Laptop hard drive upgrade - moving to SSD


My daughter's 'not that old' HP Pavilion laptop has been running like a dog since upgrading to Windows 10. Windows 10 seems to rely heavily on disk I/O and the machine was permanently at 100% disk in task manager. Replacing the 500GB HDD with an SSD was going to cost <£100 so I thought I'd give it a go. Certainly cheaper than buying a new laptop.

I ordered an MX300 from Crucial that also comes with a software licence for Acronis True Image. I also ordered a USB 3.0 to 2.5 Inch SATA hard drive adapter to allow me to clone the disk first. I wasn't about to reinstall Windows or go through some involved restore process.

When everything had a arrived I set about cloning the hard disk using Acronis True Image software that Crucial provided a link/key to.
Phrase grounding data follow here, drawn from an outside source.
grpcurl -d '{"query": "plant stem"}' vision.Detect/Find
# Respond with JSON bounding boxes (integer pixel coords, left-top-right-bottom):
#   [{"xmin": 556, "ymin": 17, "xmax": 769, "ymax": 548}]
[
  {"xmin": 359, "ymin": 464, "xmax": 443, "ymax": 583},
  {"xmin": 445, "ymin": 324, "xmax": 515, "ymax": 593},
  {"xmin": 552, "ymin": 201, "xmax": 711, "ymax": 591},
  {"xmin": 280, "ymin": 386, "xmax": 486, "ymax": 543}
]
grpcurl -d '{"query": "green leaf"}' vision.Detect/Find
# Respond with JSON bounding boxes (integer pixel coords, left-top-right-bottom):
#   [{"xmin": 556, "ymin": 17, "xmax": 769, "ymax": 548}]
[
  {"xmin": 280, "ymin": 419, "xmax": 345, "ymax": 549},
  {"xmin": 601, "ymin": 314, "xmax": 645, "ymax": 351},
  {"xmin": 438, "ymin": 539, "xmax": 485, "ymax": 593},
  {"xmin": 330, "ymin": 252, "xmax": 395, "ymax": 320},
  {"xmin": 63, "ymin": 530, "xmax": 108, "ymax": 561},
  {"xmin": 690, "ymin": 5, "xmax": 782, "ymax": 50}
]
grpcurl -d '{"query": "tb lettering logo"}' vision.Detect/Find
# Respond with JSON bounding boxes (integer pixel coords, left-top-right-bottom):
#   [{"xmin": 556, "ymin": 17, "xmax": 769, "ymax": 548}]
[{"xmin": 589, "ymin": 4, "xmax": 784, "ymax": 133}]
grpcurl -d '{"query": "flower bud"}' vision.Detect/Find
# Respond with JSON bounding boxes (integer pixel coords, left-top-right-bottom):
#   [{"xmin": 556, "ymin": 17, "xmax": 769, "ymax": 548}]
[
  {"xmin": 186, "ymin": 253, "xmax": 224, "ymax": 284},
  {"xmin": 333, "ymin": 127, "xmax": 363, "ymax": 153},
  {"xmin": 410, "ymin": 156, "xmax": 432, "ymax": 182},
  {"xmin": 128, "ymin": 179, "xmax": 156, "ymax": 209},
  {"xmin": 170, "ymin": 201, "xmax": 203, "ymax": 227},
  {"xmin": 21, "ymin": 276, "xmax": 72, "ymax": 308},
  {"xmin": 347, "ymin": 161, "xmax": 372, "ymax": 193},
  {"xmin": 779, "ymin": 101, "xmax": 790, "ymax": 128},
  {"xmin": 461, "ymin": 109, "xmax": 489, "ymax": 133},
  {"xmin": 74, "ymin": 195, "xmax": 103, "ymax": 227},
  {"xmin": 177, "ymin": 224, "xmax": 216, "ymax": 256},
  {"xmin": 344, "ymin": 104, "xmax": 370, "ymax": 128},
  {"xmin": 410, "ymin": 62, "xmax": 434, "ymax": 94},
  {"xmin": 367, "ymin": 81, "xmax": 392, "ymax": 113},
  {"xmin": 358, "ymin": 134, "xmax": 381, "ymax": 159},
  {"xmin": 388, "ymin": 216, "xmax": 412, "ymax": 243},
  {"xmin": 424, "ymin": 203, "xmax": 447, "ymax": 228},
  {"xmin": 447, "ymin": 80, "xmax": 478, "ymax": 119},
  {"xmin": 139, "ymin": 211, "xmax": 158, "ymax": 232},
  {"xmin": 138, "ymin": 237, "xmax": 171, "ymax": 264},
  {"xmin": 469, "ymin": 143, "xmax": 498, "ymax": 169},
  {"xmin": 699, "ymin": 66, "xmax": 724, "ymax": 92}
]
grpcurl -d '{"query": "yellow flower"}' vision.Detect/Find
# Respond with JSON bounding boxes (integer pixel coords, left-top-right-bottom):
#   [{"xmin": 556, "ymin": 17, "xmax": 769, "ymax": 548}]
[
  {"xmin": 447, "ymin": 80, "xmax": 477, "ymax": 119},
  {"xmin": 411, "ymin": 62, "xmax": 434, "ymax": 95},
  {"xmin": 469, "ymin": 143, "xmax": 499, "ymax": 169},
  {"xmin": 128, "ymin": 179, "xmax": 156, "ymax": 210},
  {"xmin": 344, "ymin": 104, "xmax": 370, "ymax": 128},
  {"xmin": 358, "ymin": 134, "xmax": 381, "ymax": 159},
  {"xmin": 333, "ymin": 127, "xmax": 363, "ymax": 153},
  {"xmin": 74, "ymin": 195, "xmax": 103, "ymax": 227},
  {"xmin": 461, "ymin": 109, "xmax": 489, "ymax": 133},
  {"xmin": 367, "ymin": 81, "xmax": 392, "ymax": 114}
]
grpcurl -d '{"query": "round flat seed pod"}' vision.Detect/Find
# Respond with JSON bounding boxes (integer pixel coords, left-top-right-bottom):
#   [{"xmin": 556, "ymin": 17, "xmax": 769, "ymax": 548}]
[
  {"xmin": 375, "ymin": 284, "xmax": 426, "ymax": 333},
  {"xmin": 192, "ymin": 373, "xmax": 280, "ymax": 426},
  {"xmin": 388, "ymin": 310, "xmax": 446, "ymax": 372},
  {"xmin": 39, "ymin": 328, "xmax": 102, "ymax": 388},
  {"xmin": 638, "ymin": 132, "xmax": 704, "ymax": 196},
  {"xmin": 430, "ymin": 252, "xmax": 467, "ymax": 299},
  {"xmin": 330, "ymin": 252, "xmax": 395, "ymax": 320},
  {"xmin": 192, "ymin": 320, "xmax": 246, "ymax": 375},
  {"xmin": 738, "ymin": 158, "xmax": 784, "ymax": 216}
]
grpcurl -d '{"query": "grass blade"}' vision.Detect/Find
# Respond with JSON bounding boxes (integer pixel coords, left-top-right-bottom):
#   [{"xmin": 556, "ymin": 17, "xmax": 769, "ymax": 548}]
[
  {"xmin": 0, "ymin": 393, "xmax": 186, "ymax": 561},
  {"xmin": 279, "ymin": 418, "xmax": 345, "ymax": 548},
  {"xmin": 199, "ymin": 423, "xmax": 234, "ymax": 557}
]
Perhaps I misunderstood the documentation, but I couldn't get cloning to work. Acronis's software requires you to reboot in order to kick off the clone process but every time I rebooted it just came back up in Windows and did nothing. I hunted around for a few hours trying to work out what was going wrong including going down a few 'turn off secure booting' and 'cloning won't be reliable' rabbit holes. I was about to go through the painful process of creating a separate bootable USB drive to run the clone from when I came across this excellent guide on CNet - Upgrade to an SSD: The best way to make your computer feel like new.

I ditched Acronis and installed Macrium Reflect Free as recommended and was able to clone the hard disk from within Windows. An hour later I had everything cloned to the SSD. Amazing, so glad I didn't waste any more time with Acronis.


It was then a case of physically swapping out the old drive and replacing it with the SSD. They don't make that easy these days but HP's product manual actually had some great instructions on how to remove the keyboard, top cover and hard drive. My main moment of concern was on how to remove the keyboard ribbon. YouTube to the rescue with a nice example of how to release a ZIF connector.

SSD replaced and laptop put back together, amazingly no screws or parts left over, it was time to boot up. Some of the articles I'd read about cloning whilst going down the Acronis related rabbit hole led me to have low expectations at this point. However, amazingly the machine booted first time. The only problem was it was so fast I thought something must have gone wrong.

After a bit more playing around things became a little less rosy. The machine was hanging regularly and I was having to do a reboot to continue. I'd love to be able to say how I fixed this but I wasn't in the mood for disciplined troubleshooting and therefore did a number of things in parallel. These included:

  1. Removing all Acronis software and services (annoyed that it installed these services in the first place)
  2. Installed Crucial Storage Executive - upgraded drive firmware and followed other performance enhancement advice from within the app
  3. Saw Intel Rapid Storage Service was throwing errors in the event log - disabled this as a service
  4. At some point during these changes the machine forced a repair of the filesystem

With all these in place the machine now seems to be stable and is SO MUCH FASTER. They really shouldn't be selling Windows 10 machines with anything other than SSDs these days.